This content is from: Wealth Management

The Deal Hasn’t Closed, But Schwab Is Already Dissecting TD Ameritrade

Changes at TD Ameritrade began shortly after the Department of Justice approved the acquisition.

Charles Schwab’s acquisition of rival brokerage TD Ameritrade has not closed. But since the Department of Justice approved the deal in June, changes have been underway. 

In July, Dani Fava, the director of Institutional Innovation at TD Ameritrade Institutional (the company’s custody business), left to become the head of Strategic Development at Envestnet, the industry’s largest TAMP, or turnkey asset management platform. This week, Skip Schweiss, the president of TD Ameritrade Institutional, said he was also leaving.

Schwab announced more changes Wednesday, its first public statements about any specific parts of the rival it intends to keep, and a sign that the dissection of TD Ameritrade is already underway.

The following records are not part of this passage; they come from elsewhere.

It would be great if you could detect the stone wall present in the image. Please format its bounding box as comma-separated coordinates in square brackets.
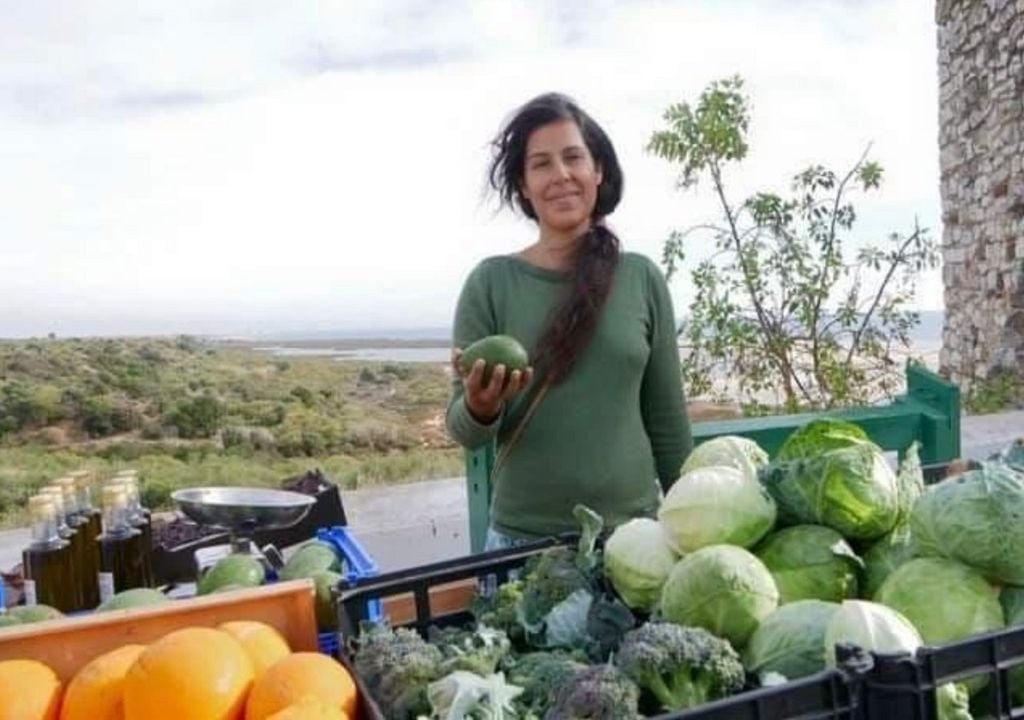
[936, 0, 1024, 393]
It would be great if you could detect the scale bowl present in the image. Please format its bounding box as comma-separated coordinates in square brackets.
[171, 488, 316, 533]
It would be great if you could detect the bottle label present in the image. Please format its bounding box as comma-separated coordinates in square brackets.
[99, 573, 114, 602]
[24, 580, 39, 605]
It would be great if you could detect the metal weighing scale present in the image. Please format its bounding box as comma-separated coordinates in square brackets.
[171, 488, 316, 578]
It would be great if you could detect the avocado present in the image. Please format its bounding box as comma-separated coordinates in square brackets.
[278, 541, 341, 580]
[196, 555, 264, 595]
[460, 335, 529, 385]
[96, 588, 171, 612]
[7, 605, 63, 623]
[312, 570, 341, 633]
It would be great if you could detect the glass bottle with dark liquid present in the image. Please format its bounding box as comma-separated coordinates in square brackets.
[112, 470, 156, 588]
[22, 495, 78, 612]
[96, 484, 145, 602]
[56, 476, 99, 610]
[39, 487, 83, 610]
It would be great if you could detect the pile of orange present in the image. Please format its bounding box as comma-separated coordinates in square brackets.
[0, 622, 356, 720]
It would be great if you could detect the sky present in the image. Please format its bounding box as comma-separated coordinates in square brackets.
[0, 0, 942, 337]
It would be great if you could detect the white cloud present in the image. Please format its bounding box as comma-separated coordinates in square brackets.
[0, 0, 941, 336]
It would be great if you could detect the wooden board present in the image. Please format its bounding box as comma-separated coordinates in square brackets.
[0, 580, 317, 680]
[382, 578, 479, 627]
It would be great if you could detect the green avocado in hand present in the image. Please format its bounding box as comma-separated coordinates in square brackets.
[460, 335, 529, 385]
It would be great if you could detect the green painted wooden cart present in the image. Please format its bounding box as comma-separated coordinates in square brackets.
[466, 364, 961, 553]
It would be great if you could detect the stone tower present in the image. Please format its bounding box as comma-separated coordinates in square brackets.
[936, 0, 1024, 393]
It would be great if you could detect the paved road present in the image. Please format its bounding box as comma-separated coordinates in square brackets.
[0, 411, 1024, 570]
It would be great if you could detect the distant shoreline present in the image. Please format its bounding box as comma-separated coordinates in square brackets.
[222, 337, 452, 350]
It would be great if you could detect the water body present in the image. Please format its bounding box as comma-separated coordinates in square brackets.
[256, 346, 452, 365]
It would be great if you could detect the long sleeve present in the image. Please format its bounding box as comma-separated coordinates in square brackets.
[444, 265, 502, 450]
[640, 263, 693, 492]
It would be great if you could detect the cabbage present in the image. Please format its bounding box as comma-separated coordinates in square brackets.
[876, 557, 1004, 645]
[910, 463, 1024, 585]
[662, 545, 778, 648]
[657, 467, 775, 555]
[825, 600, 923, 668]
[860, 531, 919, 599]
[755, 525, 863, 604]
[775, 418, 871, 462]
[761, 442, 900, 540]
[876, 557, 1005, 694]
[604, 517, 679, 612]
[876, 557, 1005, 694]
[743, 600, 839, 680]
[999, 585, 1024, 705]
[682, 435, 768, 480]
[825, 600, 971, 720]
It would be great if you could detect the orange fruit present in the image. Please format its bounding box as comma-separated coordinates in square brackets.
[124, 628, 253, 720]
[60, 645, 145, 720]
[0, 660, 60, 720]
[217, 621, 292, 677]
[246, 652, 356, 720]
[267, 695, 349, 720]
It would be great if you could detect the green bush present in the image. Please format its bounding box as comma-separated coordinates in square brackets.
[81, 395, 114, 437]
[168, 395, 224, 437]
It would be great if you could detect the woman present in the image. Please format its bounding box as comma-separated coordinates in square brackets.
[446, 94, 692, 549]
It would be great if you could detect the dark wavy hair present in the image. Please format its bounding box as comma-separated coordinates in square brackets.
[488, 93, 623, 385]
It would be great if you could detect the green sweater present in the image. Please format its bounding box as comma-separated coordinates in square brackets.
[446, 253, 692, 538]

The brokerage, and custodian to more than 7,500 RIAs, announced it plans to keep TD Ameritrade’s thinkorswim and thinkpipes trading platforms and integrate them into its own offerings for retail and independent advisor clients after the acquisition. The thinkorswim platform is a trading platform akin to others, a customizable suite of market analysis tools for traders. The thinkpipes platform helps investors execute trades in different ways, such as placing block trades and allocating to multiple accounts, or using the platform’s algorithmic tools. 

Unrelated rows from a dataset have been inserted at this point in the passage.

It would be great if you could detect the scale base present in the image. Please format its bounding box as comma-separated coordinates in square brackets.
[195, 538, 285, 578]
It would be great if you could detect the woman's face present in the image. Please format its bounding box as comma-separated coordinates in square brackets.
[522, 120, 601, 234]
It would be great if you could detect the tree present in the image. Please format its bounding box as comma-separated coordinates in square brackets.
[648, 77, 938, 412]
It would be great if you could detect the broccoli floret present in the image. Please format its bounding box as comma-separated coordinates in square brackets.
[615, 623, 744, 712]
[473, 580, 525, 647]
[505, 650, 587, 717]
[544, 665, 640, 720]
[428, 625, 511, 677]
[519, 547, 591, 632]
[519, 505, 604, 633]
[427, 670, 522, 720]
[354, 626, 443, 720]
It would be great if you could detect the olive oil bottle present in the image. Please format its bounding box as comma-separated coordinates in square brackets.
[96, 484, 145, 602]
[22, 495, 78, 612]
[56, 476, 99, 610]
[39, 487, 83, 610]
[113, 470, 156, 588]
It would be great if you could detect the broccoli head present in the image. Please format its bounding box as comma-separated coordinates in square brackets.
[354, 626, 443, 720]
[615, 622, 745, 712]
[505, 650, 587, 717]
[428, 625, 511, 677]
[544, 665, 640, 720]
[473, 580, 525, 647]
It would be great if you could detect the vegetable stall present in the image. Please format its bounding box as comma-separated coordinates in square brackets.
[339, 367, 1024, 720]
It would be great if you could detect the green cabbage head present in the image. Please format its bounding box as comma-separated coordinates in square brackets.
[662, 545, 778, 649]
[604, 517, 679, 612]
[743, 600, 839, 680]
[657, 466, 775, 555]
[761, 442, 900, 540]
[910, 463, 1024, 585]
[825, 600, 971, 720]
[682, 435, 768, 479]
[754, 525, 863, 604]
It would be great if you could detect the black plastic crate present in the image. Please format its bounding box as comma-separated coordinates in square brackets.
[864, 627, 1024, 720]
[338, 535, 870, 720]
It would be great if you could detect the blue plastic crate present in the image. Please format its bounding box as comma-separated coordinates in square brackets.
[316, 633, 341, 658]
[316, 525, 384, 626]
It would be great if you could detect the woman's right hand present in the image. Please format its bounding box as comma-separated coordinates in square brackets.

Both platforms also include educational content and assistance from service professionals, for example, to help investors identify and implement trading strategies.

The adoption of the platforms will not result in any changes to Schwab’s own StreetSmart Edge platforms, only enhancement them, according to Schwab.

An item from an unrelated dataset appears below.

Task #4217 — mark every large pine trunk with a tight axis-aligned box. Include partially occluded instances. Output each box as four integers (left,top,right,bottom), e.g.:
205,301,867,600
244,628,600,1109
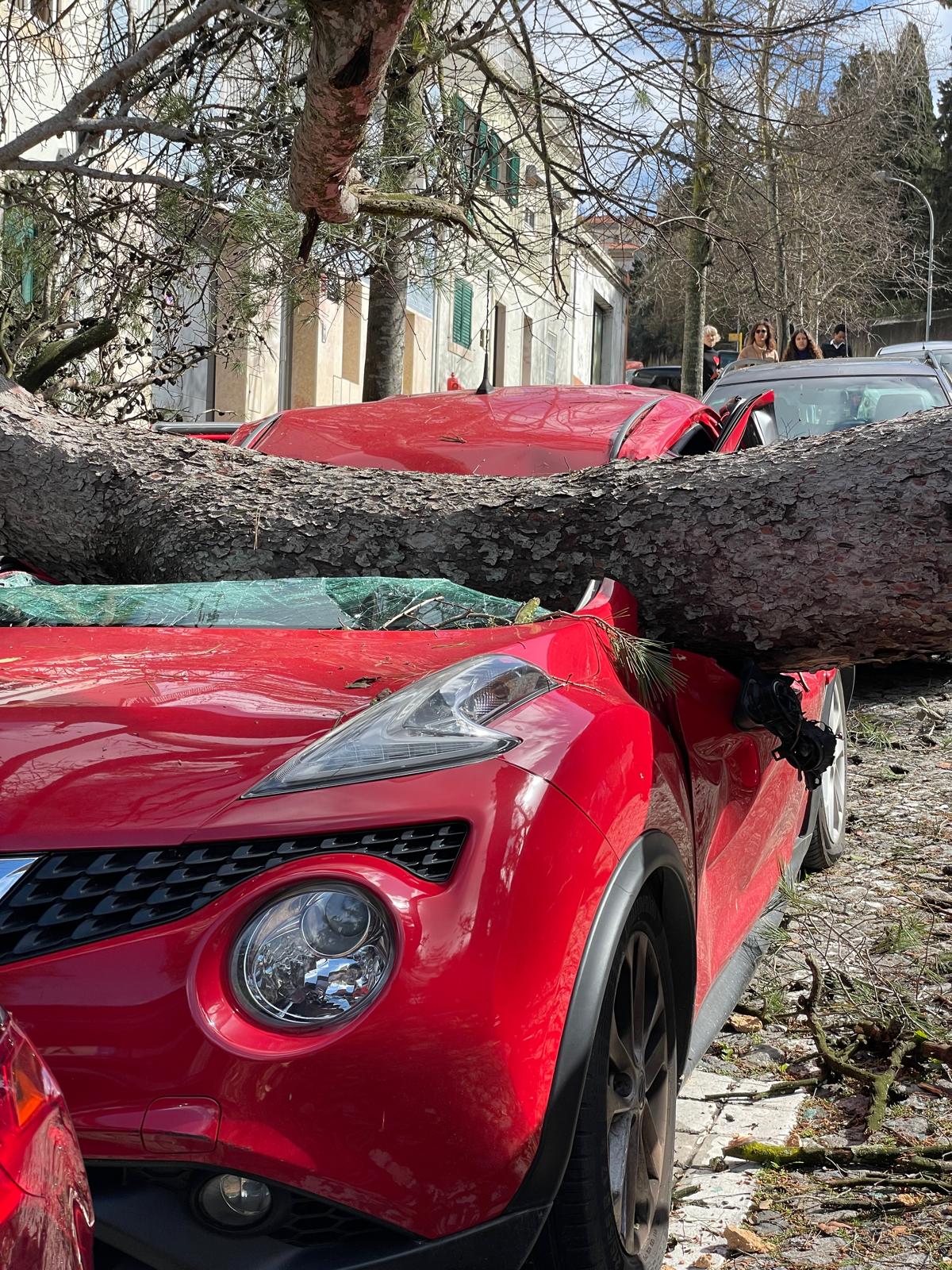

“Our plan to adopt the thinkorswim suite of products and educational resources reflects its status as one of the strongest retail active trader platforms in the industry,” Barry Metzger, senior vice president of Trading Services at Charles Schwab, said in a statement.

In Wednesday’s announcement, Schwab also said it plans to retain TD Ameritrade Institutional’s popular portfolio rebalancing tool called iRebal and fold it into its offering for independent RIAs.

Schwab has said its own technology and platforms will be the most efficient way to realize the strategic synergies of the deal. The buyer says it is continuing to evaluate parts of TD Ameritrade to combine with. (Schwab also recently acquired the remains of Motif, a portfolio management company that suddenly closed this spring.)

“We are committed to leveraging material advantages in TD Ameritrade’s platforms when doing so enables us to deliver a differentiated experience to all of our clients. That commitment drove these decisions,” Jason Clague, the executive vice president of Schwab’s Integration Management Office, said in a statement about thinkorswim, thinkpipes, and iRebal.

“These decisions demonstrate Schwab’s dedication to continually innovating and enhancing the experience for our clients. We will keep clients informed as plans take shape and the integration process unfolds in the months ahead.”

Integration of the two companies is expected to take 18 to 36 months.

The $26 billion deal is expected to close before 2021, at which point Schwab will be a step closer to having over $5 trillion in assets and being a custodian to nearly 15,000 RIAs. (Schwab stockholders approved the acquisition during a special meeting the same day the DOJ approved the deal.)

The largest custodians — and especially the combination of Schwab and TD Ameritrade — are an “oligopoly” with over 50% of all RIA assets, and are using their scale to widen a competitive moat between themselves and everyone else, at least according to one research analyst.

Although, since they eliminated commissions to trade stocks and exchange-traded funds last year, their dependence on interest income has only increased, making scale evermore important to them. With about 60% its revenue tied to interest rates at the end of 2019, the world Schwab was thriving in effectively disappeared in March when the Federal Open Market Committee met and lowered the target federal-funds rate to between zero and 25 basis points.